Foreword: This is a very high level understanding of the paper, if you like it please share, and comment below to let me know your thoughts.
Contribution from this paper: * fMRI imaging has traditionally been limited only to low level images, this paper presents new ways of reconstruction that utilizes hierarchical visual features of a Deep Neural Network so that the generated images resemble the stimulus images and the subjective visual content during imagery. * Introduced a natural image prior effectively rendered semantically meaningful details to reconstructions by constraining reconstructed images to be similar to natural images. My handwritten notes:
Here is the workflow:
- The examiner places the subjects under fMRI machines, and showed them an image X
- We then take f(X), where f is the VGG19 model and we generate a list of features for input X
- The examiner than takes the fMRI output, let's call it fMRI(X) and train another network (decoder network, g) using linear regression models. They used Sparse Linear Regression algorithm (SLR; Bishop 2006), which can automatically select important voxels for decoding. [Automatic Relevance Determination prior]
- The examiner then finds a new image X* such that equation 1 from above is minimized. V is the output of the fMRI pattern.
- Optionally, we can combine a Generator as an input to f, X* could be generated either by doing pixel value optimization or through a Generator from a GAN.
Here are some comparisons of the generated image X* and the original image:
Contribution 1 - "The benefit of being Deep":
According to the paper, the depth really helps with recreating similar semantic information from the generated images.
The subjective assessment showed higher rates of choice with reconstructions from a larger number of DNN layers, suggesting the improvement of reconstruction quality by combining multiple levels of visual features.
See figure below:
Contribution 2 - GDN:
- The GAN acts as an natural-image prior, so that the search space is more restricted.
- Using GDN, we are able to render semantically meaningful details
- Compare this figure with the one above as Supplementary Figure 5 (without DGN), when this one is generated using DGN. As we can see, it is showing more semantical
For comparison between with and without DGN:
Others Finding & Interesting things:
Luminance Information Missing
The above image showed that the luminance contrast of a reconstruction was often reversed, presumably because of the lack of absolute luminance information in fMRI signals even in the early visual areas. Additional analysis revealed that feature values of filters with high luminance contrast in the earliest DNN layers were better decoded when they were converted to absolute values, demonstrating a clear discrepancy of fMRI signals and raw DNN signals.

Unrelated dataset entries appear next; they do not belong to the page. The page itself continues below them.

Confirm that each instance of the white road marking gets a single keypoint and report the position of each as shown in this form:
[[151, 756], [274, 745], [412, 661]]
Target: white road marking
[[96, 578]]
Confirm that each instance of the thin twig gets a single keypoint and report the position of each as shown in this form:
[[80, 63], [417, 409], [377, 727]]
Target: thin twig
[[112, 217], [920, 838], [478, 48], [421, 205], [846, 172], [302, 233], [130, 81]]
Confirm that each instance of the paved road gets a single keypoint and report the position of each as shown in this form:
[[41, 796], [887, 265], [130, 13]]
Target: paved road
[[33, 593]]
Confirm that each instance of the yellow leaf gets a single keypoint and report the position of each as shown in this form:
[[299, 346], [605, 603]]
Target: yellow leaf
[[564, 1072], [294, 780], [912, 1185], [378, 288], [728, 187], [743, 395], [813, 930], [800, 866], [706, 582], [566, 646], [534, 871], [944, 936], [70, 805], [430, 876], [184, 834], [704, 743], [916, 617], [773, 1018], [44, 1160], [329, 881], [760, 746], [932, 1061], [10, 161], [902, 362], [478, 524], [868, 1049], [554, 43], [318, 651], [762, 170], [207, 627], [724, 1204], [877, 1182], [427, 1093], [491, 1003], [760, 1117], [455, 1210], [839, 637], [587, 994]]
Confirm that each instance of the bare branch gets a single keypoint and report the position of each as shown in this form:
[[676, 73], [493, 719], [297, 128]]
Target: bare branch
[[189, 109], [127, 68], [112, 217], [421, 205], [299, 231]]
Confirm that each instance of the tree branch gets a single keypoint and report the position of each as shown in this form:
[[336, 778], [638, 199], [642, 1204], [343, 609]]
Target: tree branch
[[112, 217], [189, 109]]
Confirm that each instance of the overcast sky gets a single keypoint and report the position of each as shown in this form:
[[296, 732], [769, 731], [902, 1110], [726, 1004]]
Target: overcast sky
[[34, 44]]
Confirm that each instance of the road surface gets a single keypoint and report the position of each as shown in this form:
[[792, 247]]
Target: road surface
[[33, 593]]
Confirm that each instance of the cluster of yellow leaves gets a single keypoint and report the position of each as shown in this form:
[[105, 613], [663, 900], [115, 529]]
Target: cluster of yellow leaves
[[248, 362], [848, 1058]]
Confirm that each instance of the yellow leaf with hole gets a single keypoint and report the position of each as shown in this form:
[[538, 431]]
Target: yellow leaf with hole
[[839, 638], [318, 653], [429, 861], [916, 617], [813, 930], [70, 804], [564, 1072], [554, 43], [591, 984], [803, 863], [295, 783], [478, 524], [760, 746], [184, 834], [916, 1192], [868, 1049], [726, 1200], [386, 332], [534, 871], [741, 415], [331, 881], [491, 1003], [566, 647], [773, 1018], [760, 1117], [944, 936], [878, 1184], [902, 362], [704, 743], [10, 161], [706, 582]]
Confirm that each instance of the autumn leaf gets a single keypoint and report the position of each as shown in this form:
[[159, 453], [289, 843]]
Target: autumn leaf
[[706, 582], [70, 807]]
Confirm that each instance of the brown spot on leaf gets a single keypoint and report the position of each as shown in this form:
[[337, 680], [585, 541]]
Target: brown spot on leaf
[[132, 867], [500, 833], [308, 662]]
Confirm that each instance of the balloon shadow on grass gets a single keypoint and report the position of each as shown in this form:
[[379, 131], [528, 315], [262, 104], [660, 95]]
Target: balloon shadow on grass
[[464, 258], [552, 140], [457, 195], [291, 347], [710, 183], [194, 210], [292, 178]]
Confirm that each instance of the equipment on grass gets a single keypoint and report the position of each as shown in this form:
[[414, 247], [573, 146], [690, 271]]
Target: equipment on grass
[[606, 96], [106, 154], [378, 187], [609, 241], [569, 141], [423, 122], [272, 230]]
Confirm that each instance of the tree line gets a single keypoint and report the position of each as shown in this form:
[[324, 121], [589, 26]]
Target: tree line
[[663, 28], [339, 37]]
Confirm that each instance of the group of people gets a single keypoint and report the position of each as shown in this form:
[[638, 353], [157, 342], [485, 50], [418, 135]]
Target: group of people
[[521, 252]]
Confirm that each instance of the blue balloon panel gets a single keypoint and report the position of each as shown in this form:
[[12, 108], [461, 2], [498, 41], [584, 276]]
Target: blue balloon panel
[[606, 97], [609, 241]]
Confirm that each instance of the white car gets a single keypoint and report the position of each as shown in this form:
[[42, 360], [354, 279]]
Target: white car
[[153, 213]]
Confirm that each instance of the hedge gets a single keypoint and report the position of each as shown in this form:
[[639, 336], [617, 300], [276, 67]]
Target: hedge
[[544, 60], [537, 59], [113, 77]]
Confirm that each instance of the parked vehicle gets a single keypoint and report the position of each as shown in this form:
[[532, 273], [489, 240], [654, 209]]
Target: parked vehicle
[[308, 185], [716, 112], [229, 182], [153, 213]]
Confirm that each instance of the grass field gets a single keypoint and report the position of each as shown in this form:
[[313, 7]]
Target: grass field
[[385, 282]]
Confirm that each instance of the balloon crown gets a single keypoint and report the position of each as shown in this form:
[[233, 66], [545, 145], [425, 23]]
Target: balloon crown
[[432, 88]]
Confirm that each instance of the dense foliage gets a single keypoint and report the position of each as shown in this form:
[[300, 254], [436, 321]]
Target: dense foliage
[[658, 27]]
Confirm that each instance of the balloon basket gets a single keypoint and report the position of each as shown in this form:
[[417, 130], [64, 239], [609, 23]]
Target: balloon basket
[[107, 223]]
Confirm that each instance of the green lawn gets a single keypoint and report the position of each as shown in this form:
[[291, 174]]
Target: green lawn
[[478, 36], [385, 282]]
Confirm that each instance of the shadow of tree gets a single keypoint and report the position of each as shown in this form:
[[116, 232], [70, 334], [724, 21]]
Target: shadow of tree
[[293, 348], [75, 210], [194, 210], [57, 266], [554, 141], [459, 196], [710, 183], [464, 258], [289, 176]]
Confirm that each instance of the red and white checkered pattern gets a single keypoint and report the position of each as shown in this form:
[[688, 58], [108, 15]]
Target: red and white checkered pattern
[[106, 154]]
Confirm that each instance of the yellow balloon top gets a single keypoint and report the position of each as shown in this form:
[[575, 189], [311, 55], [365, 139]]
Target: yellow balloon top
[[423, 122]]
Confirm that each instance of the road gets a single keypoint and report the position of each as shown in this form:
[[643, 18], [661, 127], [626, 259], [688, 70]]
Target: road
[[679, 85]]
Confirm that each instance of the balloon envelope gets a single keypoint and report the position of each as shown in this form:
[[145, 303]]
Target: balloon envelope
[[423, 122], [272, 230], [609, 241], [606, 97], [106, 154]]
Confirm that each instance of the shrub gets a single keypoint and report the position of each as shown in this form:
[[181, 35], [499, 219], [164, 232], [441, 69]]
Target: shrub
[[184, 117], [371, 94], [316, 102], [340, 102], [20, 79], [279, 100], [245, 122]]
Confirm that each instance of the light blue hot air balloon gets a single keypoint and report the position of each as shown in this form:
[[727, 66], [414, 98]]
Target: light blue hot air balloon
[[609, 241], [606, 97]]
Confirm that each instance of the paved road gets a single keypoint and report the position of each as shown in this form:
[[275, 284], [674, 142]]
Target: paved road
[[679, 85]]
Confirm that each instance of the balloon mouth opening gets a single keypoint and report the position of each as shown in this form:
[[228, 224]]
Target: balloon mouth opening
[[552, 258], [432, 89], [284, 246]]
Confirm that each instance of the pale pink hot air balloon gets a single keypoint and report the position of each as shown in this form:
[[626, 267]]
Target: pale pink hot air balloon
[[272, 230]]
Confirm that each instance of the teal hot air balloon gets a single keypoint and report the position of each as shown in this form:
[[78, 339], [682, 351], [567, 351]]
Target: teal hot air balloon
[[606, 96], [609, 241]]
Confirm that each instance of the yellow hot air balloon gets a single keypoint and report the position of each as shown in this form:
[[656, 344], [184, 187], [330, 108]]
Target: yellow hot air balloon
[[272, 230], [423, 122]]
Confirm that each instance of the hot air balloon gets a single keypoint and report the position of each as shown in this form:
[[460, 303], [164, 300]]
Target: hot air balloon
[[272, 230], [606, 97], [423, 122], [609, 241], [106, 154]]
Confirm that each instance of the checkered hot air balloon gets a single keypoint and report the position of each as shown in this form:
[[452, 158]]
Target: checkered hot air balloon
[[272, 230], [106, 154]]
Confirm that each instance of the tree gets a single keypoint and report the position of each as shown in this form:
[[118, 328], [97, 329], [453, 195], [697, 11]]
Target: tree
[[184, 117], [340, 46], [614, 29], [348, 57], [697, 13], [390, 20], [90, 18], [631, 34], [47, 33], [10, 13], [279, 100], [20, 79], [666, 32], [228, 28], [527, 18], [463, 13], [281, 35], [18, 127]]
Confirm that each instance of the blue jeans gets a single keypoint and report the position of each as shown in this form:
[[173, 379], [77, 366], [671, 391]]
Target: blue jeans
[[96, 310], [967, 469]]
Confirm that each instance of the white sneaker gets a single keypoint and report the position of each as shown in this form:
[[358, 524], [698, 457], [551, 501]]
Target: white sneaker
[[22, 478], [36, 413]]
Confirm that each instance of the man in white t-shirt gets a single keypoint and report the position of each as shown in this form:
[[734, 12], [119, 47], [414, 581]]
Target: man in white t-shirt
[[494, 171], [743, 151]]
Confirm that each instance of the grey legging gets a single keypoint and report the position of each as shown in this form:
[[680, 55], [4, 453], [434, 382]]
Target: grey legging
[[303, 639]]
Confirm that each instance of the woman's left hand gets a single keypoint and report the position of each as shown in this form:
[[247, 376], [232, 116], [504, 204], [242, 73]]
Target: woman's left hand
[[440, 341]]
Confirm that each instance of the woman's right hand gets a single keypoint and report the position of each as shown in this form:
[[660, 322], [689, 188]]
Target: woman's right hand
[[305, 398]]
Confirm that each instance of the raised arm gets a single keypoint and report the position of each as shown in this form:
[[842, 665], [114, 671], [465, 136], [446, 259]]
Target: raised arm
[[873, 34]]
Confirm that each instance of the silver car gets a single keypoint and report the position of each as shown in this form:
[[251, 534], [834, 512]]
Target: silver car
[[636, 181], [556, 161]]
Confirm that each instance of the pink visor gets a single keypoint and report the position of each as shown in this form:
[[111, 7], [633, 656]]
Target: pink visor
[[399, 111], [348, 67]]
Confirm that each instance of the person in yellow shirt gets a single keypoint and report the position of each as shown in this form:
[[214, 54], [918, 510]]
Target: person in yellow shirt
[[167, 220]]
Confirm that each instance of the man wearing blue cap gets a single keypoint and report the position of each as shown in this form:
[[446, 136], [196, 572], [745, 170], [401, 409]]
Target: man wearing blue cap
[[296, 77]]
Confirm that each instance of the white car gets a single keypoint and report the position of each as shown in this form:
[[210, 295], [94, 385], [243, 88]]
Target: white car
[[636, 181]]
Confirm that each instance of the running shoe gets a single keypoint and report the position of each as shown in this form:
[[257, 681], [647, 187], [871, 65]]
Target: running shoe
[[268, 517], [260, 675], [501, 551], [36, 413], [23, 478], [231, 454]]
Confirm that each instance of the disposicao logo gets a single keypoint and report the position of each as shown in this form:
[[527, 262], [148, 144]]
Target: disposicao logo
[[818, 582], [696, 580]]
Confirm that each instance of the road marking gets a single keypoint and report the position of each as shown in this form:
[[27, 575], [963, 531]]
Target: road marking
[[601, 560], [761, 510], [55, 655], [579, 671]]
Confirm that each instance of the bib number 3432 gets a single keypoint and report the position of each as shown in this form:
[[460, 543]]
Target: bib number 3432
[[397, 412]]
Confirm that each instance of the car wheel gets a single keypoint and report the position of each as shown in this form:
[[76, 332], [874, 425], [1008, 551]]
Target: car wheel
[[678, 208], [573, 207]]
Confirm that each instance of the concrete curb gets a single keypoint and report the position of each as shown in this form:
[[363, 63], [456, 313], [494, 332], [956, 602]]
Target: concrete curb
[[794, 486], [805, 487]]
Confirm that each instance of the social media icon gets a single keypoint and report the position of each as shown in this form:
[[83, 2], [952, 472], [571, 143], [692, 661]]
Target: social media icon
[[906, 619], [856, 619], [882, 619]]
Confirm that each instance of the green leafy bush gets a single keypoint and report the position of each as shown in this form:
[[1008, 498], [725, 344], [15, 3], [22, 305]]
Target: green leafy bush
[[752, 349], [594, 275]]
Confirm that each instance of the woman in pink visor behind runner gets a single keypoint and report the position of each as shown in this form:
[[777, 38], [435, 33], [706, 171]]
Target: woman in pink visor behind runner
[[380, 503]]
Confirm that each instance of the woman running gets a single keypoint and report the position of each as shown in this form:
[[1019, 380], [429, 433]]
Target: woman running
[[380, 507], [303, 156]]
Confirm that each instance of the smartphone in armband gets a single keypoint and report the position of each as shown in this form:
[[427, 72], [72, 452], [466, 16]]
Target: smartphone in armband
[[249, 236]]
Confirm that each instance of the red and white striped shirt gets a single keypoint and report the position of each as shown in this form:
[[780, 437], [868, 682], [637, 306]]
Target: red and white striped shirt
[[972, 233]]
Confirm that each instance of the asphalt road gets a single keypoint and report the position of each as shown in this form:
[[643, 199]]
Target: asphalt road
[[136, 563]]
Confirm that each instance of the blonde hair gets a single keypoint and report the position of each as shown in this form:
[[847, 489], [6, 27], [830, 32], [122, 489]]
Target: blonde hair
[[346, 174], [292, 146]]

Both methods compare the reconstructed image with both the original image and a randomly selected image from the pool.
- Objective Assessment: Using Pearson Correlation
- Subjective Assessment: Asking humans which of the two is more similar to the generated image
Generalization to Artificial Shapes
Since both DNN and decoding models are solely trained on natural images, this becomes challenging. My first question when I reached this part was: “why didn't they train their own model?” Then I realized that I am reading a neuroscience paper rather than machine learning paper. So many of the models that they use are actually off the shelf pre-trained model.
The results show that artificial shapes are reconstructed with moderate accuracy, indicating that the reconstruction generalizes.
They said that evaluations by human judgement suggest that shapes were better reconstructed from early visual areas, whereas colors were better reconstructed from mid-level visual areas.
They also have a high reconstruction accuracy on alphabetical letters.
Finally, the most exciting part
When it comes to reconstructing the imaginary content. Higher than chance accuracy from evaluation by humans. But from the look of it, it is still not performing so well. Possible failure modes:
- Difficult to imagine complex natural images (Fig 4b)
- Possible disagreement due to possibles, colors and luminance between target and reconstructed images.
As we can see from the above "original image" and generated image, there is not very much similarity. The paper claimed that it has higher than random accuracy. :P
Summary of this summary:
- Similar to the idea that startups can benefit from a lot of APIs as was mentioned here: https://www.facebook.com/deeplearnerslearn/videos/143981816296629, it seemed like non CS papers use lots of pretrained blackbox models without delving much into training the models themselves.
- As we can tell from the last image, we are still pretty far away from being able to reconstruct imaginary content from just looking at the fMRI data.